La participación de Soho House a través de Cities Without Houses también habla de un fenómeno más amplio. Que Buenos Aires forme parte de esta red internacional de comunidades creativas confirma el interés que despierta la escena local y posiciona a la ciudad como un polo de diseño dentro de Latinoamérica.
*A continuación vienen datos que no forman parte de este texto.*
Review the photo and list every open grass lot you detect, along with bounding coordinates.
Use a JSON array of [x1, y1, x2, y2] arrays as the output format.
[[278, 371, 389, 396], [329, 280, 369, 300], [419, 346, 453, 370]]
La moda deja de ser únicamente una industria para convertirse en una herramienta de intercambio cultural.
Las marcas que integran el proyecto, que son Esquina, Carbone, Xrebagliati, NCNL y Dubié, representan distintas disciplinas y lenguajes, pero coinciden en una misma búsqueda: construir una narrativa contemporánea desde Argentina, con una mirada global sin perder el arraigo local.

Según las palabras de sus propios organizadores, “Esquina, anfitriona del espacio, propone en sus colecciones hacer contemporáneo el patrimonio artesanal argentino, colaborando con artesanos rurales e indígenas. Carbone teje piezas únicas y coleccionables, de la mano de artesanas de distintas regiones del país. Xrebagliati articula diseño gráfico, fotografía y moda desde su taller en el barrio de Congreso, priorizando lo experimental. NCNL fusiona streetwear, sastrería y cultura popular argentina en prendas que funcionan, como declaraciones estéticas y políticas. Dubié cierra el recorrido con zapatos de siluetas precisas, absolutas, exquisitas”.

Más que una apertura comercial, Palacio Palacio propone una forma de pensar el lujo contemporáneo desde la autenticidad, el trabajo colaborativo y la creatividad. Un espacio donde el diseño argentino encuentra una vidriera permanente y, sobre todo, una casa desde la cual seguir construyendo prestigio dentro y fuera del país.

En un contexto donde la industria necesita espacios que impulsen el talento, generen comunidad y fortalezcan el posicionamiento internacional del diseño nacional, proyectos como este reafirman que la moda argentina tiene mucho para decir y cada vez más lugares desde donde hacerlo.
Y, en un momento en el que la industria textil y de la indumentaria argentina atraviesa el desafío de seguir produciendo, innovando y sostener el valor del diseño local, la apertura de espacios como Palacio Palacio funciona como una señal clara: el talento argentino no sólo existe, sino que busca nuevos formatos para mostrarse, dialogar y proyectarse al mundo.